22 February 2009

Make my bed and light the light . . . .

As we've hit the grand old ages of 62 and (on Wednesday) 61, Michael and I come more and more to resemble one of my favorite New Yorker cartoons--which I can't find via google. A little old man and little old lady are protesting vehemently that they have excitement in their lives. They once had two library books overdue....AT THE SAME TIME!!!

This is unfair to Michael, actually, since he's still keen to embark on geological adventures. But our excursion to leafy Acton last night was a big change from toddling off to an early bed after our usual dinner at the coffee table while watching a DVD. It was a tribute to great food, wine, and conversation that we didn't get home until after 2 a.m.

We knew we'd have a fabulous time, as guests always do at Geoff and Nora's dinner parties. Otherwise, my husband would have been even grumpier as our tube journey from Southwark to Ealing Common racked up one after another unforeseen delay. We figured 45 minutes would do it, allowed ourselves an hour, and arrived at Twyford Avenue over 90 minutes after locking our front door. Once again mobile phones justified their existence: we could let our hosts know that we--and more importantly the bread and cheese from Borough Market--were making our way there in fits and starts.
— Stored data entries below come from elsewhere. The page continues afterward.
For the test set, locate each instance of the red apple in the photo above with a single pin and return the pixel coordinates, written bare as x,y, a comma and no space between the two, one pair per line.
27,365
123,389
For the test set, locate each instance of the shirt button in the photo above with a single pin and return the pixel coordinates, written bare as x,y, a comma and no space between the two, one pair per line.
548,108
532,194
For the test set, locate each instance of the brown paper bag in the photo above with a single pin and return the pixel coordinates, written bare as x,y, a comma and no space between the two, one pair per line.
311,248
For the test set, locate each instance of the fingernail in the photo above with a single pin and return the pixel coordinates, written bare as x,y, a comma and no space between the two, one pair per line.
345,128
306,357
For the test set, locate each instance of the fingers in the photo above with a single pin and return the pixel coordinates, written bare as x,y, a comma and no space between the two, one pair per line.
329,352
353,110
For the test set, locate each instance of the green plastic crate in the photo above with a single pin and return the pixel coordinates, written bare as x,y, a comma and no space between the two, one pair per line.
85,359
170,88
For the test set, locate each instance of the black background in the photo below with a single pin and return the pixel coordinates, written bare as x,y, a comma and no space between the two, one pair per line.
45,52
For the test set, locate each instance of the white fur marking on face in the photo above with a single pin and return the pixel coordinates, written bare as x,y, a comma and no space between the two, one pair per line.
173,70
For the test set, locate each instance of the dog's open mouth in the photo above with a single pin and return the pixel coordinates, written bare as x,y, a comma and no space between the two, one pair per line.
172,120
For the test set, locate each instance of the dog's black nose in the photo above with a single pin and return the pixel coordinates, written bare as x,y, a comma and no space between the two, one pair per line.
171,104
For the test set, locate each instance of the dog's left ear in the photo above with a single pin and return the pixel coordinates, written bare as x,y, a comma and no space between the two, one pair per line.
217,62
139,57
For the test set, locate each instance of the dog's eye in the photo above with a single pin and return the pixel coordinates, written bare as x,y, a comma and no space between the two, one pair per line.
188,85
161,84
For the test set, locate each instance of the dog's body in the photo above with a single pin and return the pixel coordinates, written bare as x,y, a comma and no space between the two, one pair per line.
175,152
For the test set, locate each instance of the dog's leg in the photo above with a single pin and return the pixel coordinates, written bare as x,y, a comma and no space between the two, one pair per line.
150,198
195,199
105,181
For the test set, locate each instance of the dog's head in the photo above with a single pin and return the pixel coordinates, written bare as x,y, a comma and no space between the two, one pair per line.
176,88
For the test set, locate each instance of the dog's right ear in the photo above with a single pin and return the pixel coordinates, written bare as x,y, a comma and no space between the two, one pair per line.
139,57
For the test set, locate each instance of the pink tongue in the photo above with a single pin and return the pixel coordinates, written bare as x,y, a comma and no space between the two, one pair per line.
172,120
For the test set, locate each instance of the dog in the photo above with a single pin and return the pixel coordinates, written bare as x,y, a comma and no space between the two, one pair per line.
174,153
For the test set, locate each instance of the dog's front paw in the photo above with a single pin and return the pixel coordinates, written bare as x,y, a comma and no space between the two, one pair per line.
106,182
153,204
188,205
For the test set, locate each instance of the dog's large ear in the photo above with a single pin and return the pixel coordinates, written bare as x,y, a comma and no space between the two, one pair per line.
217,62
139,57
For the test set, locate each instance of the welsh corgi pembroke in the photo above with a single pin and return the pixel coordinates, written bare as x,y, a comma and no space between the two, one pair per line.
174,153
Champagne and foie gras awaited us in the kitchen. And if ever a to-die-for cooking area justified the indulgence, it's this one. Our first course was foie gras, truffle, and cream soup, which Geoff topped at the last minute with a spoonful of foam; manzanilla sherry filled the first of about five glasses at each place. Red and white wines started appearing nonstop (an adjective that also applies to the seven-way conversation), culminating in a Pomerol before the 1980 Mas Amiel vin doux with dessert. Fish course was pasta with crab, onions, and peppers in a miso sauce; the main course was partridge with delectably crunchy potato rosti and carrots & green beans. Then came Eccles cakes with various cheeses, followed by the best bread and butter pudding I've ever eaten: a raisin-studded cloud. Geoff's secret is to stir brioche--and not much of it--instead of bread into the egg, cream, butter, crème pâtissière, and Drambuie mixture.

I won't need to tell friends and family who know what a reluctant cook I am these days that (a) this was an extraordinary treat and (b) we'll be taking Geoff and Nora out for a meal rather than subjecting them to cuisine chez nous.

We should, of course, have walked off the wine and rich food, but since we wouldn't have arrived home until dawn had broken, all five guests piled into a taxi to head first to Chelsea (and, yes, Bob, I haven't forgotten you paid far too much of the fare) and then to Southwark.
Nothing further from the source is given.